Columns From Quarantine: A remote journey to lead a dispersed staff as editor in chief

Although the editorial staff aren’t able to be at the newsroom in Kerckhoff Hall, incoming Editor-in-chief Melissa Morris believes their work won’t falter amid a global pandemic. (Daily Bruin file photo)

By Melissa Morris

April 20, 2020 at 12:37 p.m.

The coronavirus pandemic has drastically upended life in the most unforeseeable of ways. At UCLA, our community is remarkably united by similar feelings of loss, confusion and concern, but also by light, hope and perspective that the pandemic has brought to the forefront. In “Columns From Quarantine,” Daily Bruin staffers and community submissions highlight the personal stories that mark this unprecedented moment. If you have a quarantine story to tell, you can submit it here or email [email protected]

(Andrea Grigsby/Daily Bruin)
(Andrea Grigsby/Illustrations Director)

I am a confessed two-times-speed podcast listener.

I speed walk the most efficient routes to class. I wake up early. I set alarms to make sure I’m perfectly on time to everything. My roommates say I have “fast, hard energy.”

I like it that way. When the little things are in order, I can concentrate on the big things. I stay oriented.

The COVID-19 pandemic and accompanying lockdown have not disorganized the little things. For me, it obliterated them.
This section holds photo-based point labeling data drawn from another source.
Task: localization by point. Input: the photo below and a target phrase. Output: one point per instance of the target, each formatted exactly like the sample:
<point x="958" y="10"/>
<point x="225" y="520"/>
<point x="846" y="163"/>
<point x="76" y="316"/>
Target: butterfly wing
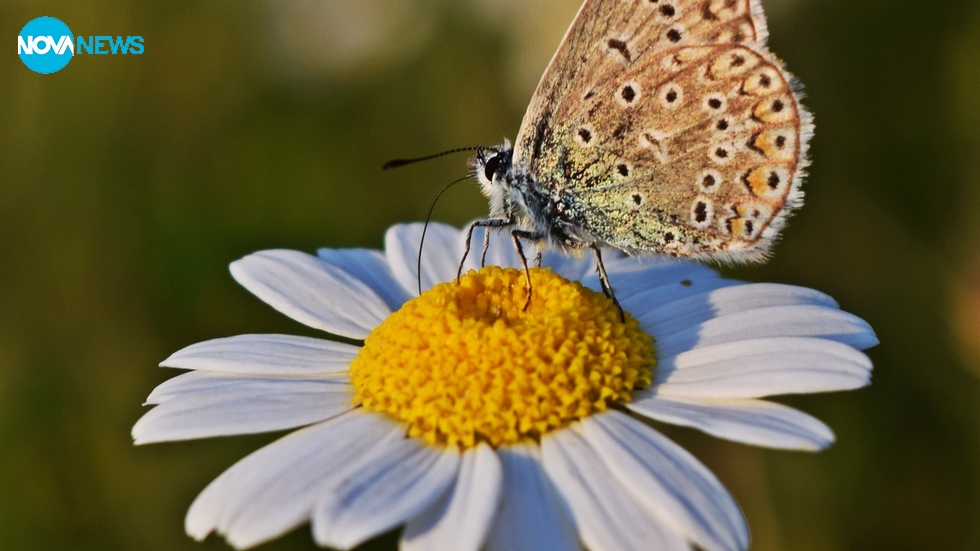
<point x="667" y="126"/>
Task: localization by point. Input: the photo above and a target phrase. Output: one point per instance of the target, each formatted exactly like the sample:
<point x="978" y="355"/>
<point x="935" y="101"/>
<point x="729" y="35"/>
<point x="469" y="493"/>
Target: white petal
<point x="265" y="355"/>
<point x="440" y="257"/>
<point x="212" y="384"/>
<point x="275" y="489"/>
<point x="678" y="315"/>
<point x="371" y="267"/>
<point x="312" y="292"/>
<point x="654" y="298"/>
<point x="532" y="515"/>
<point x="571" y="267"/>
<point x="668" y="481"/>
<point x="754" y="368"/>
<point x="631" y="276"/>
<point x="461" y="520"/>
<point x="390" y="486"/>
<point x="774" y="321"/>
<point x="202" y="404"/>
<point x="749" y="421"/>
<point x="607" y="516"/>
<point x="501" y="252"/>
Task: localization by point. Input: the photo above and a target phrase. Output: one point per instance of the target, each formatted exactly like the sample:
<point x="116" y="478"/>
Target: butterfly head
<point x="490" y="167"/>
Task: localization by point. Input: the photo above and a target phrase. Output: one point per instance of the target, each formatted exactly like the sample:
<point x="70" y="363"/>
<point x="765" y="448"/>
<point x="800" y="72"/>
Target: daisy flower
<point x="477" y="424"/>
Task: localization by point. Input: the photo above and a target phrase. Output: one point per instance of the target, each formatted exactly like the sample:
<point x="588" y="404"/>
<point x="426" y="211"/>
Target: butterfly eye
<point x="490" y="168"/>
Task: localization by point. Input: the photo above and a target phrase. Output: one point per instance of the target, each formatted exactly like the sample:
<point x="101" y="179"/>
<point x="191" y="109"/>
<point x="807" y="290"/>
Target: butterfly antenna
<point x="418" y="265"/>
<point x="395" y="163"/>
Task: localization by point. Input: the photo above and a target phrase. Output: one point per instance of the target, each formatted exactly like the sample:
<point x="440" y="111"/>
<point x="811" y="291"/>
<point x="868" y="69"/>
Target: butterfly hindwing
<point x="667" y="126"/>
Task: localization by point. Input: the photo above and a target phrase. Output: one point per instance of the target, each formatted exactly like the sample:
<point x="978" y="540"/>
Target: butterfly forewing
<point x="667" y="126"/>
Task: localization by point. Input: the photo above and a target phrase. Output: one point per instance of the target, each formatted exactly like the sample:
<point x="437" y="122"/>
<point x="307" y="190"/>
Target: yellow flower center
<point x="465" y="362"/>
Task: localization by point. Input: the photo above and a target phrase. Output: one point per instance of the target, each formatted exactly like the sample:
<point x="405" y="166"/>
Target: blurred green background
<point x="128" y="183"/>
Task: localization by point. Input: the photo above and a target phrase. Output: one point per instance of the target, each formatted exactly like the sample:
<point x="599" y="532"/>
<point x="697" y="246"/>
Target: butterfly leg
<point x="486" y="247"/>
<point x="604" y="281"/>
<point x="517" y="235"/>
<point x="485" y="223"/>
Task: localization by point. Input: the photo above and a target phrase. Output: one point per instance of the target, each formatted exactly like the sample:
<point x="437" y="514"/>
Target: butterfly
<point x="660" y="126"/>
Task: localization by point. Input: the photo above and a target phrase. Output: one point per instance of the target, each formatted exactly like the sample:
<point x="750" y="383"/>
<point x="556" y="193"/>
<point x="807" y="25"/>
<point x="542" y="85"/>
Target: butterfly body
<point x="659" y="127"/>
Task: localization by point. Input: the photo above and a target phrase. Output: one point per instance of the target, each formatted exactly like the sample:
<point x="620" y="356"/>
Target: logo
<point x="46" y="45"/>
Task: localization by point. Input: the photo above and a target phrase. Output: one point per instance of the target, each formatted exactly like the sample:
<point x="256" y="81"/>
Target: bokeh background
<point x="128" y="183"/>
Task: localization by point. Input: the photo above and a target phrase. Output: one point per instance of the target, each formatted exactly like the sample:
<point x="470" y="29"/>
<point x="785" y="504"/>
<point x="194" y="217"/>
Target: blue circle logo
<point x="45" y="45"/>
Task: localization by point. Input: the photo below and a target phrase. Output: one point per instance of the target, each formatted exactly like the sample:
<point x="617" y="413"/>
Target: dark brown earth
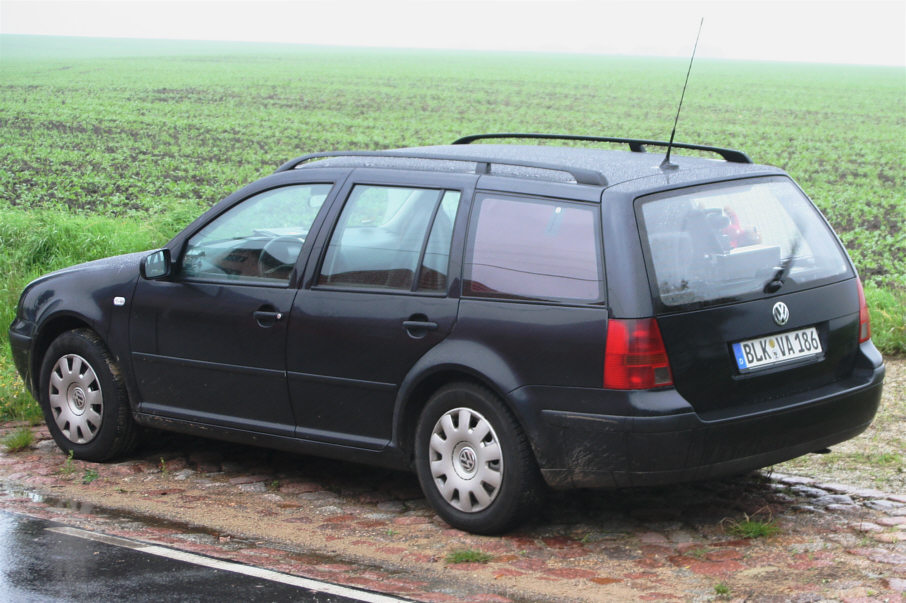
<point x="372" y="529"/>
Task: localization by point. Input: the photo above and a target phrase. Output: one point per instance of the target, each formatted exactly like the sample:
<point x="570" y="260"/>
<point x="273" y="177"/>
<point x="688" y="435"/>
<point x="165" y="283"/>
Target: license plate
<point x="776" y="349"/>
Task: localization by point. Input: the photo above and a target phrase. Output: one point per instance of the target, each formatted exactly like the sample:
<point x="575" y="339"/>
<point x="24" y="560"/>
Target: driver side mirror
<point x="156" y="265"/>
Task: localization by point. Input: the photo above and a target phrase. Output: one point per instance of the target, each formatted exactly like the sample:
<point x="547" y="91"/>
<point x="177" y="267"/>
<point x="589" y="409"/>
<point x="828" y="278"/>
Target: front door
<point x="380" y="298"/>
<point x="208" y="345"/>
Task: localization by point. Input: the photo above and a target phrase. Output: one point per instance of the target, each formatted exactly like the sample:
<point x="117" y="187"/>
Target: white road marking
<point x="237" y="568"/>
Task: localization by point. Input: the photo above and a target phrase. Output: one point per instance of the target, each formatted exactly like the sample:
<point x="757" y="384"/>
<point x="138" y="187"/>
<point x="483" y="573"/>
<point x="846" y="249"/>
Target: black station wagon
<point x="499" y="317"/>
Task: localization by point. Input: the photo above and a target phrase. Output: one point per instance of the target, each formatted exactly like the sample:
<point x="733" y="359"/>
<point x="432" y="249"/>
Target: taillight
<point x="864" y="322"/>
<point x="635" y="357"/>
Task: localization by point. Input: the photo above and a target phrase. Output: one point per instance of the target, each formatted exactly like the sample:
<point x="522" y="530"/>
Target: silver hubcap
<point x="75" y="399"/>
<point x="466" y="460"/>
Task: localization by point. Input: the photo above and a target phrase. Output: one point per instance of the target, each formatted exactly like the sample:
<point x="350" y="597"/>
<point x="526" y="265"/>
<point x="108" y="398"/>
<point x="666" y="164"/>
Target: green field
<point x="112" y="146"/>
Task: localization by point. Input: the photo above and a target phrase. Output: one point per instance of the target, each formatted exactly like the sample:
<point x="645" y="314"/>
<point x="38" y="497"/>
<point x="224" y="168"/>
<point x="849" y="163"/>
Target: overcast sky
<point x="860" y="32"/>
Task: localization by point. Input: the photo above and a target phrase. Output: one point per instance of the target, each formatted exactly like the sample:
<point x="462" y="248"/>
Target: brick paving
<point x="371" y="528"/>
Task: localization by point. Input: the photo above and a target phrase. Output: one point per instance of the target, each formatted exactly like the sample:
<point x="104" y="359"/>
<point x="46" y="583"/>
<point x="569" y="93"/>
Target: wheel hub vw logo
<point x="467" y="460"/>
<point x="781" y="313"/>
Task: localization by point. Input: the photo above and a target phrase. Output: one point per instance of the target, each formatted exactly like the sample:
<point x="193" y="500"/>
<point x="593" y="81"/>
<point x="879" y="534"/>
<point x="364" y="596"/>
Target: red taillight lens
<point x="864" y="322"/>
<point x="635" y="357"/>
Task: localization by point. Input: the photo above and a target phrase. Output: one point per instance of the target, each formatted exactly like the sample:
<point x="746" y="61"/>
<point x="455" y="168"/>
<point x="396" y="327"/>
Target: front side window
<point x="257" y="241"/>
<point x="533" y="249"/>
<point x="391" y="237"/>
<point x="728" y="241"/>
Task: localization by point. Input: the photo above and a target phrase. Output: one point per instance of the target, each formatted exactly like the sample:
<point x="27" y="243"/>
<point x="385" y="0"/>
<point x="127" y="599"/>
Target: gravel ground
<point x="840" y="522"/>
<point x="877" y="457"/>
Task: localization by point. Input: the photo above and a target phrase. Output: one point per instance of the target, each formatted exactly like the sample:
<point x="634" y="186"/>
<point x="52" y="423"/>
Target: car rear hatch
<point x="757" y="303"/>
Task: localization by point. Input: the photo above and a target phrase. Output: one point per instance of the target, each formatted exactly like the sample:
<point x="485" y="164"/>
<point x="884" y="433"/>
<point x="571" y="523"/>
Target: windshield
<point x="728" y="241"/>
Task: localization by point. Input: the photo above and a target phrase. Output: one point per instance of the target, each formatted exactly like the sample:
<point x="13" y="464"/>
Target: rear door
<point x="380" y="296"/>
<point x="757" y="301"/>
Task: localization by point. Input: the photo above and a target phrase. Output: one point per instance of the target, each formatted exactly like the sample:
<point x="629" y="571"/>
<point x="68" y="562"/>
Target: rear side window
<point x="522" y="248"/>
<point x="728" y="241"/>
<point x="392" y="238"/>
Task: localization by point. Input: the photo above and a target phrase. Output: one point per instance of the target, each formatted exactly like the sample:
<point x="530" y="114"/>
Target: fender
<point x="451" y="356"/>
<point x="90" y="292"/>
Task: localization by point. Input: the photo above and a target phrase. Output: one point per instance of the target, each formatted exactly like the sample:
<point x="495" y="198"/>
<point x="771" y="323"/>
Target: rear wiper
<point x="776" y="282"/>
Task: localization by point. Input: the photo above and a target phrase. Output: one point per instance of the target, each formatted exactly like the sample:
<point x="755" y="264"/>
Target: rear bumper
<point x="577" y="448"/>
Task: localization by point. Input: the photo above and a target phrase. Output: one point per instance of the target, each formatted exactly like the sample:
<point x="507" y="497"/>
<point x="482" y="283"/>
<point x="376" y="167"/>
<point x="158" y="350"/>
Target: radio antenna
<point x="666" y="165"/>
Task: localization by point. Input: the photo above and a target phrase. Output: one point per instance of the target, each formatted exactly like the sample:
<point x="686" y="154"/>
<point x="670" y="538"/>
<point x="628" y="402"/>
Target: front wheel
<point x="474" y="463"/>
<point x="84" y="399"/>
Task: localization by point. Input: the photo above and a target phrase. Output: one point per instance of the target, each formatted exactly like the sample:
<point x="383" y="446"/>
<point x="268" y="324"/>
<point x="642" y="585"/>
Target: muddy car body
<point x="496" y="316"/>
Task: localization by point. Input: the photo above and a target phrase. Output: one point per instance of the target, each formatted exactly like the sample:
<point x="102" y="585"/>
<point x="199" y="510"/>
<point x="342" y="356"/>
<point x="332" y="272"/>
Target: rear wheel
<point x="473" y="461"/>
<point x="84" y="400"/>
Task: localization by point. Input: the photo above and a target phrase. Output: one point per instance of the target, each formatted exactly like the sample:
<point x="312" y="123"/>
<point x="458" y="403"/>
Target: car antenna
<point x="666" y="165"/>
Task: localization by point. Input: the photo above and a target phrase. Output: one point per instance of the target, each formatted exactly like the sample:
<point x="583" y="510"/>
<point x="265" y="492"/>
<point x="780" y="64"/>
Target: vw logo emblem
<point x="781" y="313"/>
<point x="467" y="459"/>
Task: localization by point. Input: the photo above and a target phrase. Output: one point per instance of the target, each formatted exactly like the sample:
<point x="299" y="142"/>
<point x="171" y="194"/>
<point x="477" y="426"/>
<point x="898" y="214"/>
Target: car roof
<point x="568" y="164"/>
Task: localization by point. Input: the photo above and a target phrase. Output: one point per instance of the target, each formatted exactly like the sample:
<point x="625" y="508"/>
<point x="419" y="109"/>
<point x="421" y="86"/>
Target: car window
<point x="728" y="241"/>
<point x="380" y="239"/>
<point x="257" y="241"/>
<point x="432" y="275"/>
<point x="533" y="249"/>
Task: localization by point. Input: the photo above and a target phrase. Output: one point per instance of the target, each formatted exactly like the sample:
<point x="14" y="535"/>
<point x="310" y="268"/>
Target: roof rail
<point x="636" y="145"/>
<point x="482" y="164"/>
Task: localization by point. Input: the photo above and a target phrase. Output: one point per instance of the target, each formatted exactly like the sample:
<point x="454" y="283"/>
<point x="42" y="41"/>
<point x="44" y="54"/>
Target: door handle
<point x="267" y="318"/>
<point x="419" y="324"/>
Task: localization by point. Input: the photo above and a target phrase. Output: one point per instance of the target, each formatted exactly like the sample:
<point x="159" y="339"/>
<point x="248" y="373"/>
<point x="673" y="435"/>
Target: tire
<point x="84" y="400"/>
<point x="474" y="463"/>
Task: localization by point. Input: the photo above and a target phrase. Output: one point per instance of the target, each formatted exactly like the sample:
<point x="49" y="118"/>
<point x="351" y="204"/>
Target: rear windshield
<point x="728" y="241"/>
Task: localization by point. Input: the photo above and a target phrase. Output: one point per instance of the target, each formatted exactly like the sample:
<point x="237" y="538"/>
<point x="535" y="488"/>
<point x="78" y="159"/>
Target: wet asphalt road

Even so, as the newly elected editor in chief of the Daily Bruin, it’s my job to help us chronicle history. That holds, even if my piece in this is a tiny blip of history and one I happen not to like.

So let’s back up a bit.

The Daily Bruin editor in chief selection process is insanely long. There’s 50-something hours of interviews, a small novel of an application, a three-hour exam and an hour-long Q&A in front of 200 people.

Given the fact that this is an unholy amount of work in the midst of late winter quarter, time management is key. In late February and early March, I felt up for it. I dug into the interviews and starting ticking off to-do boxes, The New York Times’ “The Daily” podcast at double speed in the background. As the days went on, those podcasts were more and more frequently about the coronavirus.

I’m sure you can guess where this goes next. On March 12, I turned 21 years old. On March 13, UCLA closed through the end of the academic year.

On, off. Like a faucet.

Well, I thought, alone in my childhood bedroom on my 21st birthday. I have no right to be upset.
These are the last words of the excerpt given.